That’s right. So long house in the ‘burbs. Bye bye white picket fence, 2.4 children and Labrador Retriever. S’later retirement fund, pensions, IRA. Hi poverty, what it do destitution? We’re the leaders of tomorrow. Nice to meetcha!
It just won’t do. Obama is a Republican Dream, not an American Dream. Why, just look at the cover of one of his famous “books.”
To Obama, this is the American Dream. Jane’s life would be everyone’s life with the policies he is currently championing. Can you believe this is happening? Well, I can. I’ve been saying who Obama is from the get-go. All it took was reading his idea of the American Dream in the pages of this book, where he talked about cutting Social Security and used Reagan as an example of a President to emulate. He’s stuck to his word, too. And has managed to unite this divided nation of ours- against him. On the 100the anniversary of Reagan’s whatever it was I was subjected to fawning book covers and pages about Obama’s hero for days. And now he is cutting Social Security with his bipartisan Republican pals, just like he promised.
I don’t know about you, but this doesn’t jive with the Obama the fauxgressives were selling us. This whole thing just isn’t going to work for me. I’m sure it won’t work for a lot of you, either, so run for office instead of electing more morons who will continue to pull this crap on us and expect to get reelected. My plan is to go to Law School and try to change these problems from within instead of sitting here and bitching about it.
But Isis, I can hear some people saying. Law School is expensive. You depend on those Pell Grants Obama and the Tea Party losers are cutting left and right and spending on unnecessary wars, a shitty Health Care Law and Michelle’s vacations in Spain to pay for your tuition, books and other fees. Won’t you be just like Jane, busting your hump for a dismal future? What are you going to do?
Well, shit. Whatever FAFSA doesn’t cover anymore I’ll supplement with scholarships. I just got a job that will pay for my Master’s Degree in Social Work so long as I get a good GPA. And certain agencies and non profits in my field of study will pay back all of my tuition if I end up working for them. As for the rest, it’s back to the pole and the pipe. And don’t think I’ll be the only one.

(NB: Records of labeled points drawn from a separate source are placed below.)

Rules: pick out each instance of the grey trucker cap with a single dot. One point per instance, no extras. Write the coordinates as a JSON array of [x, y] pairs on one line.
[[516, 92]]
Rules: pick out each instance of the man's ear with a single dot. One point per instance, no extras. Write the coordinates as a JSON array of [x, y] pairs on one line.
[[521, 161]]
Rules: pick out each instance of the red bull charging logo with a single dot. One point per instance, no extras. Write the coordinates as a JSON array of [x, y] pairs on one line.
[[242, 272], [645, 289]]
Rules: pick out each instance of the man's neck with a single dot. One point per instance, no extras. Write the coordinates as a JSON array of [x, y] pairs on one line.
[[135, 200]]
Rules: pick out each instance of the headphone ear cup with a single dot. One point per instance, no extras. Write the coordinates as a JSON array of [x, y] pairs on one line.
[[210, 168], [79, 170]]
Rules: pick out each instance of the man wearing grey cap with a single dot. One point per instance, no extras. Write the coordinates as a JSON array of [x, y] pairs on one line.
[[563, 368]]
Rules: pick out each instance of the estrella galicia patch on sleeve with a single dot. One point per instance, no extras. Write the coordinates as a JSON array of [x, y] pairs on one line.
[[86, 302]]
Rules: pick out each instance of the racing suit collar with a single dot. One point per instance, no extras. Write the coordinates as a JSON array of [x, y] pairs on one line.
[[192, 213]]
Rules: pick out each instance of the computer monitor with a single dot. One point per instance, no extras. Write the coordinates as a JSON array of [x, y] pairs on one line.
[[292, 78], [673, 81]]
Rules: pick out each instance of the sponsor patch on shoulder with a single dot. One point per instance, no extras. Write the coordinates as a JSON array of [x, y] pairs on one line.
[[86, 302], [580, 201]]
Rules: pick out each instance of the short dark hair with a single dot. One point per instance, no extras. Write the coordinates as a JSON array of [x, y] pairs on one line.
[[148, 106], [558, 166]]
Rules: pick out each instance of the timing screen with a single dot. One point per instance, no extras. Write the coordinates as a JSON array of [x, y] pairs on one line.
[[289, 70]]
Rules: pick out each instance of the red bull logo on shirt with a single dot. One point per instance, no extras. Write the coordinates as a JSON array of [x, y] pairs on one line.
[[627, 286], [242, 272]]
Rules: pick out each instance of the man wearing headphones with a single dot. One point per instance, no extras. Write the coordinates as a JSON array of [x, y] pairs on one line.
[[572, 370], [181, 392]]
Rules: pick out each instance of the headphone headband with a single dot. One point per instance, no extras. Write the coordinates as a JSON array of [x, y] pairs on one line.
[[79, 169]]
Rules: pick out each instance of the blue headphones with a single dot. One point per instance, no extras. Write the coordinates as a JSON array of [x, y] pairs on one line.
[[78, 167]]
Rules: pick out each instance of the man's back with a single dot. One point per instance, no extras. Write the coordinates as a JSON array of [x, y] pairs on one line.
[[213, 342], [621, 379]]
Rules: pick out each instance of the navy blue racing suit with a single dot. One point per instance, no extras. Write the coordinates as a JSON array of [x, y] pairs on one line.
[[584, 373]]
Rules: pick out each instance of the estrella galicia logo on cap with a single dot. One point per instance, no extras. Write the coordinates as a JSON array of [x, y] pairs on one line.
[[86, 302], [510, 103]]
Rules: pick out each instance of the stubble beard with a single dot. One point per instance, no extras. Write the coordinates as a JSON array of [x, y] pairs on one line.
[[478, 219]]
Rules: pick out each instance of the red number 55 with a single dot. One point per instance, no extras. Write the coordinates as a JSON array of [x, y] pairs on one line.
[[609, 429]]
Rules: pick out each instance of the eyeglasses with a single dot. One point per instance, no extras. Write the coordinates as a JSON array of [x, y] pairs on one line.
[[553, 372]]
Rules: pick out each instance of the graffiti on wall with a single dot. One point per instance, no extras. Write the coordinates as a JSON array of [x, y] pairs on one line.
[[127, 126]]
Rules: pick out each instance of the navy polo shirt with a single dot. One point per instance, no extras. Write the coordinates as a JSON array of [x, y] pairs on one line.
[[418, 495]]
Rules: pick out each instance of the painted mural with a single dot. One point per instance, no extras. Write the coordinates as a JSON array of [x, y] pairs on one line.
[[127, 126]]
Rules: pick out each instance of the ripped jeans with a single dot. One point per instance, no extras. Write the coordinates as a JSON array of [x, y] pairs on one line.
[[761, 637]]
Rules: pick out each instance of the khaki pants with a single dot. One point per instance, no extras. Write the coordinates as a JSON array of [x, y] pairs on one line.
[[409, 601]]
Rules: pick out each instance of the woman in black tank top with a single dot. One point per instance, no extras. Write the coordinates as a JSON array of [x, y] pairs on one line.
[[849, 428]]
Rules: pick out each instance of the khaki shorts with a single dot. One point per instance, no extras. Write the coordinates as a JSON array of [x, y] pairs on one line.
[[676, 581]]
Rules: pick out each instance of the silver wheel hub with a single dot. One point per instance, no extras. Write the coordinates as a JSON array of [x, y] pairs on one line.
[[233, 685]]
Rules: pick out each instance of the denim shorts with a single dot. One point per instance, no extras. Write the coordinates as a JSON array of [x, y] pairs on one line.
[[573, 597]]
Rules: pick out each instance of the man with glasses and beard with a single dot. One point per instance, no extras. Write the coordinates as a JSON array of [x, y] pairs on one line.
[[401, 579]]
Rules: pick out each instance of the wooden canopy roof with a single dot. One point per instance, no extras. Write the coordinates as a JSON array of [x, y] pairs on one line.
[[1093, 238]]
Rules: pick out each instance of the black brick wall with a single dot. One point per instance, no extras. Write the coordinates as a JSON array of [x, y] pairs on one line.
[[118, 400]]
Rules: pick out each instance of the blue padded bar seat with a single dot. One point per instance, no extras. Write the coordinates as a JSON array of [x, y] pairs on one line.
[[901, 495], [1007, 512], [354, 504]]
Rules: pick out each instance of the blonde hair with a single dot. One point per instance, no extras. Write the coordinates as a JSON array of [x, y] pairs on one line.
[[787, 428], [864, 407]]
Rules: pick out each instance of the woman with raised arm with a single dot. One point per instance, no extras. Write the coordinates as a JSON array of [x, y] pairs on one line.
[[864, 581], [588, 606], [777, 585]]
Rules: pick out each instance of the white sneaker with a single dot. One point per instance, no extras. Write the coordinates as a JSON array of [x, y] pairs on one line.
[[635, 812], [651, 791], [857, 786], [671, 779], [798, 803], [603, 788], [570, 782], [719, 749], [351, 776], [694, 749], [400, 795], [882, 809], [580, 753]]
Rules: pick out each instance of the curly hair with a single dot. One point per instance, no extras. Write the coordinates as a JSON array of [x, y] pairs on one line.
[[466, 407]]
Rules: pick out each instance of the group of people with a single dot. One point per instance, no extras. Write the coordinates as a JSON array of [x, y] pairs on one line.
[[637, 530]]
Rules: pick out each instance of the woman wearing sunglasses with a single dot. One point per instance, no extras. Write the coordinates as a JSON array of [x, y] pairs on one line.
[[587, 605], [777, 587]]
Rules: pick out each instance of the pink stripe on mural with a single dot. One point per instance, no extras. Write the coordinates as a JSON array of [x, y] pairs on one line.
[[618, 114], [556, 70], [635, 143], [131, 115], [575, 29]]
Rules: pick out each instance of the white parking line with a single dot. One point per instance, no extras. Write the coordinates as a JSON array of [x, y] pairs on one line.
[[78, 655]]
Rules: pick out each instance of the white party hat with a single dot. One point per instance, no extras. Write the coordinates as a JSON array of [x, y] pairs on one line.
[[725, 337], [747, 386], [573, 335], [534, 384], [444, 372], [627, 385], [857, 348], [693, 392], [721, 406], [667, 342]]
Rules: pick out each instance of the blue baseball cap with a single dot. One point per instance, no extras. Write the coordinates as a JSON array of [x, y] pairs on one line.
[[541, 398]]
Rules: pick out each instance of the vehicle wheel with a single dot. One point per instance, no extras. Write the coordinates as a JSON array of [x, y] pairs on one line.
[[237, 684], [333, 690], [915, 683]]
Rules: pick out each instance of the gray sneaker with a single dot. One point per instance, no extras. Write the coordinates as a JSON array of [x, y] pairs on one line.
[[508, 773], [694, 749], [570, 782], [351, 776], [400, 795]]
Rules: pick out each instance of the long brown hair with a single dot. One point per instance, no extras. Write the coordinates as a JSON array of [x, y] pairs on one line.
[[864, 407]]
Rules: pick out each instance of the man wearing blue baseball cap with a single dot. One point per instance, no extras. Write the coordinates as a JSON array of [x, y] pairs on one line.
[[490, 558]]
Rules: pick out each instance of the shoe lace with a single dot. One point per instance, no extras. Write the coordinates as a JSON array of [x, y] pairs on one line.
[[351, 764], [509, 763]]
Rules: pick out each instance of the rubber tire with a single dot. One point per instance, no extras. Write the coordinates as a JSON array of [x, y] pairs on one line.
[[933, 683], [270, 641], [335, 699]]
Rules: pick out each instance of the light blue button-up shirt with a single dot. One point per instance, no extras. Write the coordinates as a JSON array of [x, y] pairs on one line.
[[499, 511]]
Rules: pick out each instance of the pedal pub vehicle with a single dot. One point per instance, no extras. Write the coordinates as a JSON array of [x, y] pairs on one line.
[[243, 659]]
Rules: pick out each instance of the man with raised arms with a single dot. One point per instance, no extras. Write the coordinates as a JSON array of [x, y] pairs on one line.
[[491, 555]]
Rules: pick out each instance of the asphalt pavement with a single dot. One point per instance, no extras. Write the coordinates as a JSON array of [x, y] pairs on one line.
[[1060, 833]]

Filed under: 2010 Elections, 2012 Election, abuse of executive power, American Society in Flux, Barack Obama, broken promises, collective action, Deficit Reduction Commission, Democracy as a form of liberal goverment, Health Care Reform, Hippy Punching, humor, Inspiration, Liberalism, Marijuana legalization, populism, Tea Party Movement, The Great Recession, The Obama Depression, U.S. military, unemployment, we told you so, Worst President Ever | Tagged: Politics |
Very passionate post friend. 🙂 I can only wish you good luck keeping your gpa high enough to get through it all.
On a practical level, my GF had the same problems your friend seems to be having
” I don’t know how she does it, because she is forced by FAFSA to file as a dependent even though she receives no help from her family and supports herself completely”
If I remember correctly, it was an age thing, she was young enough they were required to assume she was a dependent. It took her almost a year, but she was able to prove he was useless and eventually she got more help.
Thanks! I’ll mention it to my buddy!
I would suspect though proving this will be even harder when Obamacare kicks in. Financial Aid used to consider a kid a dependent unless *she* was married until the age of 24; in the mid-late 90’s this was raised to 26 yo, unless married. Now, Obamacare has coverage for those up to age 26 regardless of marital status. As such the financial aid award was still dependent upon the parent sharing the tax statements for the *independent* student who was even fully self-sufficient and worked in the workforce for a considerable period of time. Even when applying to grad school. Is it that much of a stretch to think this won’t apply to financial aid awards as an increase in restrictions will inevitably increase as a form of budget saving measures?
It isn’t your high school that is a shit/hell hole (horrible though it undoubtedly was, as they all are), but this benighted, doomed country.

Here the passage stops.